Answer
$128+128i$
Work Step by Step
For converting the complex number in rectangular form $z=a+ib$, the polar form of the complex number is given by
$z=r\left( \cos \theta +i\sin \theta \right)$
Where
$\begin{align}
& r=\sqrt{{{a}^{2}}+{{b}^{2}}} \\
& \theta ={{\tan }^{-1}}\left( \frac{b}{a} \right)
\end{align}$
DeMoivre’s Theorem:
For any complex number $z=r\left( \cos \theta +i\sin \theta \right)$, if n is a positive integer $\left( z>0 \right)$ then,
$\begin{align}
& {{z}^{n}}={{\left[ r\left( \cos \theta +i\sin \theta \right) \right]}^{n}} \\
& ={{r}^{n}}\left( \cos n\theta +i\sin n\theta \right)
\end{align}$
So, at first we will convert $\left( -2-2i \right)$ in the polar form.
Here,
$\begin{align}
& r=\sqrt{{{\left( -2 \right)}^{2}}+{{\left( -2 \right)}^{2}}} \\
& =2\sqrt{2}
\end{align}$
Since, $\left( -2-2i \right)$ lies in ${{3}^{\text{rd}}}$ quadrant, we have
$\begin{align}
& \theta ={{\tan }^{-1}}\left( \frac{-2}{-2} \right) \\
& \theta ={{\tan }^{-1}}\left( 1 \right) \\
& \theta =\pi +\frac{\pi }{4} \\
& =\frac{5\pi }{4}
\end{align}$
So, $\left( -2-2i \right)=2\sqrt{2}\left( \cos \frac{5\pi }{4}+i\sin \frac{5\pi }{4} \right)$.
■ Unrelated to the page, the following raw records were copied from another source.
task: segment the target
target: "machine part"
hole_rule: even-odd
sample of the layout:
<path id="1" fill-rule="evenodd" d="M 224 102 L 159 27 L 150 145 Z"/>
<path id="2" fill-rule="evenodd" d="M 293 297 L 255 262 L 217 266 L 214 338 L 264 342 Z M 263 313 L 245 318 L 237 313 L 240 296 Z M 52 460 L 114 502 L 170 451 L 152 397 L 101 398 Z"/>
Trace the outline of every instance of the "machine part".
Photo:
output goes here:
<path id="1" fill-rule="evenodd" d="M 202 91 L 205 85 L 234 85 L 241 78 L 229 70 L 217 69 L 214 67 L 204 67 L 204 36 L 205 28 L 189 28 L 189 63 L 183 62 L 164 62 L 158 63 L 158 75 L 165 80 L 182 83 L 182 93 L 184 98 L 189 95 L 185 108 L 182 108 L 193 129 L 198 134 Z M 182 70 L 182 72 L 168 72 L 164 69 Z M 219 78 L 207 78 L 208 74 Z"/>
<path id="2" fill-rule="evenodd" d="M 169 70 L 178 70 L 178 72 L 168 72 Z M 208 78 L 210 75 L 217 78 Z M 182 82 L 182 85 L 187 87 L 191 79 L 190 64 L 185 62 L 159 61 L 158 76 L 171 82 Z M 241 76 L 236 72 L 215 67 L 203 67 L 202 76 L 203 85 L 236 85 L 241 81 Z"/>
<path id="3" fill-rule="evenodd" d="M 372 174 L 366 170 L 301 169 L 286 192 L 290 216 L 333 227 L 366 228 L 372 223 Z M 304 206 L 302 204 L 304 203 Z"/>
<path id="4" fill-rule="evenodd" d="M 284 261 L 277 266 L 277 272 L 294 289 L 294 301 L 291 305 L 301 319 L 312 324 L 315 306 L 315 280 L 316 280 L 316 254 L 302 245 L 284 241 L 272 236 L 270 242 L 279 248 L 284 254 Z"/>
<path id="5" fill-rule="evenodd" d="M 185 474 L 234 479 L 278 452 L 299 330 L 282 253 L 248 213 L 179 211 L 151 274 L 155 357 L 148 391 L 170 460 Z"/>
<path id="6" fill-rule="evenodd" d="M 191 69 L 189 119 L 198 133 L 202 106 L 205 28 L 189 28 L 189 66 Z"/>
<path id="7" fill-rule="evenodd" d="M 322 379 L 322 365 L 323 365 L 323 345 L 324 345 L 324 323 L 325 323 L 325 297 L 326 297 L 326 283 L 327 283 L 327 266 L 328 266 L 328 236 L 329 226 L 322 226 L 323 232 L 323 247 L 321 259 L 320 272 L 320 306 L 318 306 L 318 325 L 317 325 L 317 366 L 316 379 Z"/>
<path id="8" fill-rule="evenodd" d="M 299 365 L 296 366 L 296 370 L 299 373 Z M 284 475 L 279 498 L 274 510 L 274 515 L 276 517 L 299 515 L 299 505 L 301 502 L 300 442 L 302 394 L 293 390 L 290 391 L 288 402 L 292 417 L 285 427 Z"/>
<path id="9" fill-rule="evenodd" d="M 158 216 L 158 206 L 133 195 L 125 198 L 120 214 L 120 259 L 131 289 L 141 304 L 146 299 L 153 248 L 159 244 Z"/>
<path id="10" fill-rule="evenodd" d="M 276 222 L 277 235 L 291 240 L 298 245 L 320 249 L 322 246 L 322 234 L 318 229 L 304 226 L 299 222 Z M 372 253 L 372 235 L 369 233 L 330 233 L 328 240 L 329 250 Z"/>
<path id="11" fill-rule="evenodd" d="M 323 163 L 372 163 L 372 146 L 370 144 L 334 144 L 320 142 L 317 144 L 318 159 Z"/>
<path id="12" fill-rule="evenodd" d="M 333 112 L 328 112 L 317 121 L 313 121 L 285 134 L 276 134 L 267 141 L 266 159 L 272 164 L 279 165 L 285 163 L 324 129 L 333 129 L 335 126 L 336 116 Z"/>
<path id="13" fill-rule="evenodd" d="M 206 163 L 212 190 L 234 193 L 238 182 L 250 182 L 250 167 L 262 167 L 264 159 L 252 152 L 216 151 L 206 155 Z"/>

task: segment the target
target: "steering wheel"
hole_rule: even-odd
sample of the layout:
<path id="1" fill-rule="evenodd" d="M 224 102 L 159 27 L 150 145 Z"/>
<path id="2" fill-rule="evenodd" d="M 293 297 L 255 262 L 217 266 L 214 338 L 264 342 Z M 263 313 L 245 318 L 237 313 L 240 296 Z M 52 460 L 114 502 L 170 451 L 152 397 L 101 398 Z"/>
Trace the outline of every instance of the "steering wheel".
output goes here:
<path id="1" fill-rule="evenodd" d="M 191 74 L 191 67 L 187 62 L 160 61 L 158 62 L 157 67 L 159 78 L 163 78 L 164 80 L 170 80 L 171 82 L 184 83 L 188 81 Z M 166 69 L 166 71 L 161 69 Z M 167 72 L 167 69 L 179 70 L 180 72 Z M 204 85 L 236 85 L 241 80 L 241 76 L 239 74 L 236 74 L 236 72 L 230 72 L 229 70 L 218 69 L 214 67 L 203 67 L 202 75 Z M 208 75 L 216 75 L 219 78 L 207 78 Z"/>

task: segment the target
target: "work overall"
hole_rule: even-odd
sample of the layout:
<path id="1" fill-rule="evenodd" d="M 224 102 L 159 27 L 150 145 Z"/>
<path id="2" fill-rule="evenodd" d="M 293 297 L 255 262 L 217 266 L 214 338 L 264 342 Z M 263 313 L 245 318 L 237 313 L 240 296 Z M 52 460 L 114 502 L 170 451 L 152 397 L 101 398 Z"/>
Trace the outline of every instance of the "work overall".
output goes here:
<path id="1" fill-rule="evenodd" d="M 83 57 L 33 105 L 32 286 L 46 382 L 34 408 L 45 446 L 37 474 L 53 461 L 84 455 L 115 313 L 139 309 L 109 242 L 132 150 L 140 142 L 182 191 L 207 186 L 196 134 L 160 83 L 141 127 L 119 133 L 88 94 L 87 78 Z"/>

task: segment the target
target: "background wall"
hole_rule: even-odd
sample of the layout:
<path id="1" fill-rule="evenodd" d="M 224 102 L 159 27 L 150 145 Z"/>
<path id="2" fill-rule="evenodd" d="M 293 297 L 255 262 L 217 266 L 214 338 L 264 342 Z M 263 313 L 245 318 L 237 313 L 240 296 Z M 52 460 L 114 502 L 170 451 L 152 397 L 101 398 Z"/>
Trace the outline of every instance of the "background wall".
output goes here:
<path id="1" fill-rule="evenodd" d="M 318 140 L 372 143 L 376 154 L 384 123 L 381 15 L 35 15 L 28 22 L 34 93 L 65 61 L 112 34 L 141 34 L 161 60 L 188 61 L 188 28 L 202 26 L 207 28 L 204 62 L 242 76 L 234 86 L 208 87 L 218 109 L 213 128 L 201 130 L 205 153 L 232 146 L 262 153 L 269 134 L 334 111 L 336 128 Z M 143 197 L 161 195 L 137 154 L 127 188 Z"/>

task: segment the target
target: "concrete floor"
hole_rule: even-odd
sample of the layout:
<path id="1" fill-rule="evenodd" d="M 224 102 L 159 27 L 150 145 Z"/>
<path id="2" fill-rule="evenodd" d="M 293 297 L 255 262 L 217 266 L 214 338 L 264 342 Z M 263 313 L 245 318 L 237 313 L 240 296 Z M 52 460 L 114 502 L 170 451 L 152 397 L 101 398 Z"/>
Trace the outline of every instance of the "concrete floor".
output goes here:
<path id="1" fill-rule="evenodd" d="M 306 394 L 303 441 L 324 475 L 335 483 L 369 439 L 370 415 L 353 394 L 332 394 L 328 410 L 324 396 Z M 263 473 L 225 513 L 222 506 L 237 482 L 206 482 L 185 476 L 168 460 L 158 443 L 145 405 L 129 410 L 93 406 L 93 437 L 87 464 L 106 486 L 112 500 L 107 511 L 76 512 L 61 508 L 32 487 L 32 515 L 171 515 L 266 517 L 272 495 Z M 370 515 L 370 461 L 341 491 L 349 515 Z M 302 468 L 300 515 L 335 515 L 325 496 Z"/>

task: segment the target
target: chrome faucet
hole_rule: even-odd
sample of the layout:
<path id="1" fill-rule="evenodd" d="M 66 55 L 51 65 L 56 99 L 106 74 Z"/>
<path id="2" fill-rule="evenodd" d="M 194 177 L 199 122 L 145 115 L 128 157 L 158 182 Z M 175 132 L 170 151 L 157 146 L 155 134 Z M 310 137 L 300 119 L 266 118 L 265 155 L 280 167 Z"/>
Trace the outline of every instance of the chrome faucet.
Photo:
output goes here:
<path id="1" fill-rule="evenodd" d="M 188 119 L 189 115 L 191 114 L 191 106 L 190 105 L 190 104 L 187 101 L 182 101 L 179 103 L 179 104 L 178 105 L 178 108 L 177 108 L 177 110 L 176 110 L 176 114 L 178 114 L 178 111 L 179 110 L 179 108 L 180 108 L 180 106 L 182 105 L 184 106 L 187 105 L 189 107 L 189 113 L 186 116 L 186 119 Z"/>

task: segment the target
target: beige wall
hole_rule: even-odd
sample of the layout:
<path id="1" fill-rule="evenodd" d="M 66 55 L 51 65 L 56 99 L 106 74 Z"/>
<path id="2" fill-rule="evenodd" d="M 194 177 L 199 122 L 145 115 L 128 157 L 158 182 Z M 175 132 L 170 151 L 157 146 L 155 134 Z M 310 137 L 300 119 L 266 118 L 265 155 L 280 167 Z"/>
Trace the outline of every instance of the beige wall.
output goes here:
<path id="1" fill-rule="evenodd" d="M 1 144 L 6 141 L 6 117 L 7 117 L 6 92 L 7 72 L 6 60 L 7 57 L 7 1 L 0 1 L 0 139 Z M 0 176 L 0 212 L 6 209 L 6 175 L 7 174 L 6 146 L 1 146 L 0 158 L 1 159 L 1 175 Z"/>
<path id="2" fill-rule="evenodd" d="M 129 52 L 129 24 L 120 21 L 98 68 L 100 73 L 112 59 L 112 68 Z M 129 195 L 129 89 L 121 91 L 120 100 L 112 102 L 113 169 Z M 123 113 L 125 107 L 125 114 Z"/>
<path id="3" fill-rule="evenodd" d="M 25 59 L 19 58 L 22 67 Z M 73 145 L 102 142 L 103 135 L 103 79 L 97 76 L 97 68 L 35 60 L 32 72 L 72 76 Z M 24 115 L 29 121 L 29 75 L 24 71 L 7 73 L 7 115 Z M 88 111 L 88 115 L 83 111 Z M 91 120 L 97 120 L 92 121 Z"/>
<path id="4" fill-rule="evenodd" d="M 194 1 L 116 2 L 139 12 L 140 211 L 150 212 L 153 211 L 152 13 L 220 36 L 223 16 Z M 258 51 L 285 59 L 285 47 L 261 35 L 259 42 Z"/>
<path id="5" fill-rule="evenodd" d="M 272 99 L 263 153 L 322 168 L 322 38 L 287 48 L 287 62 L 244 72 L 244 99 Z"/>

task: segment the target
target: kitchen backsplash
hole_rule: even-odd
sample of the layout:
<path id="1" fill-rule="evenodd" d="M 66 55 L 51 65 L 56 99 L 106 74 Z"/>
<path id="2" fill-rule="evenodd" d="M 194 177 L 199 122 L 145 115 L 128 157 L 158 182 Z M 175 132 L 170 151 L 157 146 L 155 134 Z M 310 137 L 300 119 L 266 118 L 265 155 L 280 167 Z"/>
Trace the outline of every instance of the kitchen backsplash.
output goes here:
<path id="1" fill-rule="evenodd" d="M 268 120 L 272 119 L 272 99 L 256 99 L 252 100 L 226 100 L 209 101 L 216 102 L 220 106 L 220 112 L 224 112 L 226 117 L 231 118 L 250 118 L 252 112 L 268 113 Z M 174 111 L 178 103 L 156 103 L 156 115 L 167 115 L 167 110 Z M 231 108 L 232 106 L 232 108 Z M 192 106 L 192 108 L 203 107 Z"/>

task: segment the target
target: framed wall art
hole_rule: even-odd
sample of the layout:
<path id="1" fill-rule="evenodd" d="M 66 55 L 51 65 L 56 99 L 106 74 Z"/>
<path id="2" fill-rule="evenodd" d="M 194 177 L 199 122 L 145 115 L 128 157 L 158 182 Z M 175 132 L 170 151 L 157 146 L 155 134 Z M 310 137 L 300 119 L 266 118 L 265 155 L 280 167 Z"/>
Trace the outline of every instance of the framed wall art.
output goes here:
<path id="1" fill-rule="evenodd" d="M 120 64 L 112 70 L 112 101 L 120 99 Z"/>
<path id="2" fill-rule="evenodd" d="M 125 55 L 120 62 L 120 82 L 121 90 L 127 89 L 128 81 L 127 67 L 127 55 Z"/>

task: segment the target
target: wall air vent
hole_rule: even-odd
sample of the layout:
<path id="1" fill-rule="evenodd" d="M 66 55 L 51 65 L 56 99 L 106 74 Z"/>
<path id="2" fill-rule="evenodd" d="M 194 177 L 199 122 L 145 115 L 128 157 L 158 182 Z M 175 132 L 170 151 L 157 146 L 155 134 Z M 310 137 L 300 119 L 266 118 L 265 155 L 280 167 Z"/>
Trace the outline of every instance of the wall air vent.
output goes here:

Therefore, ${{\left( \left( -2-2i \right) \right)}^{5}}={{\left[ 2\sqrt{2}\left( \cos \frac{5\pi }{4}+i\sin \frac{5\pi }{4} \right) \right]}^{5}}$.
So,
$\begin{align}
& {{\left[ 2\sqrt{2}\left( \cos \frac{5\pi }{4}+i\sin \frac{5\pi }{4} \right) \right]}^{5}}={{\left( 2\sqrt{2} \right)}^{5}}\left[ \cos 5\left( \frac{5\pi }{4} \right)+i\sin 5\left( \frac{5\pi }{4} \right) \right] \\
& =128\sqrt{2}\left( \cos \frac{25\pi }{4}+i\sin \frac{25\pi }{4} \right) \\
& =128\sqrt{2}\left\{ \cos \left( 6\pi +\frac{\pi }{4} \right)+i\sin \left( 6\pi +\frac{\pi }{4} \right) \right\} \\
& =128\sqrt{2}\left( \frac{1}{\sqrt{2}}+i\frac{1}{\sqrt{2}} \right)
\end{align}$
That is, $128+128i$.
Hence, ${{\left( -2-2i \right)}^{5}}=128+128i$.